Merci pour le compliment Ollie
Très sympa ce billet, franchement ça fait plaisir de lire un billet comme celui-là, les sensations sont au rendez-vous et avec les photos on est plongé dans tes pensées, c cool 😉
Merci Steph 🙂
C’est toujours un peu casse-gueule de poster ce type de récit parce qu’on y met de soi et parce qu’il n’est jamais facile de se livrer, même derrière un écran. Mais tout comme le voyage m’a aidé sur certains points, l’écriture est aussi un bon remède et rendre public certaines de ses pensées, c’est quelque part les accepter… Bref, c’est sympa aussi de partager de type de récit plus personnel.
Un blog par définition c’est personnel, si on ne peut plus se faire plaisir de temps en temps à quoi bon.
Merci pour cette générosité de partager des moments tels que ceux-là, cela nous fait voyager avec toi !
Piotr,
Tu veux dire que le bruit des trains ce n’est pas “tadadam, tadadam, tadadam…” ???!!!
Sinon, je te rejoins, c’est surprenant mais au final plaisant de réaliser que plusieurs de nos lecteurs ne nous suivent pas forcément pour nos conseils mais notre façon d’écrire.
Maïeva Voyage
Salut Piotr,
Les images sont vraiment magnifiques !
Merci pour ce voyage que tu nous propose en continu sur ton blog 🙂
Merci pour ces magnifiques photos. J’ai beaucoup aimé le train durant mon enfance. C’est toujours un pur plaisir de vous suivre.
Superbe le nouveau theme du site 🙂
Sans parler des photos, on voit que tes objectifs font la différence maintenant !

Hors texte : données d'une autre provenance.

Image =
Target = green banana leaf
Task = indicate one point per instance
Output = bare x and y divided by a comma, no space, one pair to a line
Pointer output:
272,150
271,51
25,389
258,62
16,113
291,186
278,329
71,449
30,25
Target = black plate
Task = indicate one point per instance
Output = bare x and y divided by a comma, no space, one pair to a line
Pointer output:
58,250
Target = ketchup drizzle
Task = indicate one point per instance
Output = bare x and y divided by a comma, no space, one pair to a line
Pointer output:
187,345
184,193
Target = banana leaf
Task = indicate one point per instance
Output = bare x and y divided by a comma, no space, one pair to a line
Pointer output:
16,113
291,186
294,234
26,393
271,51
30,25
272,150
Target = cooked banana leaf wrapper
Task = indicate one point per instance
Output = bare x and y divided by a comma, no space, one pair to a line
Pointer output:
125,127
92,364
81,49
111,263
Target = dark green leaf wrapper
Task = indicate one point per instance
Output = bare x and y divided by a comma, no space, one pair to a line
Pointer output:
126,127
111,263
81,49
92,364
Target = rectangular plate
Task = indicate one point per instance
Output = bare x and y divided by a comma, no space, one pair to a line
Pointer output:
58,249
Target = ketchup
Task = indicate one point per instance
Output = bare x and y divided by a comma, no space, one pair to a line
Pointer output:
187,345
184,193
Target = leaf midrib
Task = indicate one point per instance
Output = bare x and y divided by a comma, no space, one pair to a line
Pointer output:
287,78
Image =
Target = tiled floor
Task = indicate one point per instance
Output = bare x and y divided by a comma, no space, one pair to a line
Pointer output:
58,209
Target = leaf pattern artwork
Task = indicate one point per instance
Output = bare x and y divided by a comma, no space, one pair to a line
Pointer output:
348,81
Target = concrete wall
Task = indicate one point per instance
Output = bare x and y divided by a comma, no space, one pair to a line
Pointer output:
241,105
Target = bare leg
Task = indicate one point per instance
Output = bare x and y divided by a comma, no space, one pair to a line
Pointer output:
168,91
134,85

Les photos du train sont sublimes, surtout la locomotive avec de la fumée ! On se retrouve 30 ans en arrière… Bravo !
Super bien écrit, tu nous fait passer à travers ton article tes sensations et ces photos sont superbes.Tu pourrais en faire un livre ou recueils.
J’adore ! Continue avec d’autres posts de ce type, ca fait du bien !
Petite question, tu utilises quel plugin pour ta gallerie photo car ca rend vraiment super bien ?
Ces photos sont incroyables, limite sur-réaliste, j’adore !
Je viens de découvrir ce blog et c’est le premier article que je lis. Je dois vous remercier de partager avec nous de telles beautés .. çà nous permet de partager avec toi le voyage, de le vivre avec toi, et d’imaginer de belles choses …
Bonjour Piotr,
Tes textes sont superbes ! En les lisant, j’ai l’impression d’y être. Tes photos sont aussi magnifiques.
Merci pour cette découverte et à la prochaine !
J’adore votre façon d’écrire et vos photos ! Merci !
Merci Julia
Tu as raison de partager ces textes personnels, c’est simplement beau. Plus je te lis, plus j’apprécie ta façon d’écrire.
Merci Anne
Je souscris à 100% Piotr. Bien plus intéressant à lire que les tests d’objectifs et autres généralités. Là je te lis, je ferme les yeux … je suis dans le train. Merci …
Bonjour Laurent,
Un blog peut décrire plusieurs aspects du voyage je pense. Les articles pratiques sont utiles, ils m’ont aidé à faire le choix du matériel par exemple.
Mais dans l’absolu, je préfère me laisser aller sur un texte.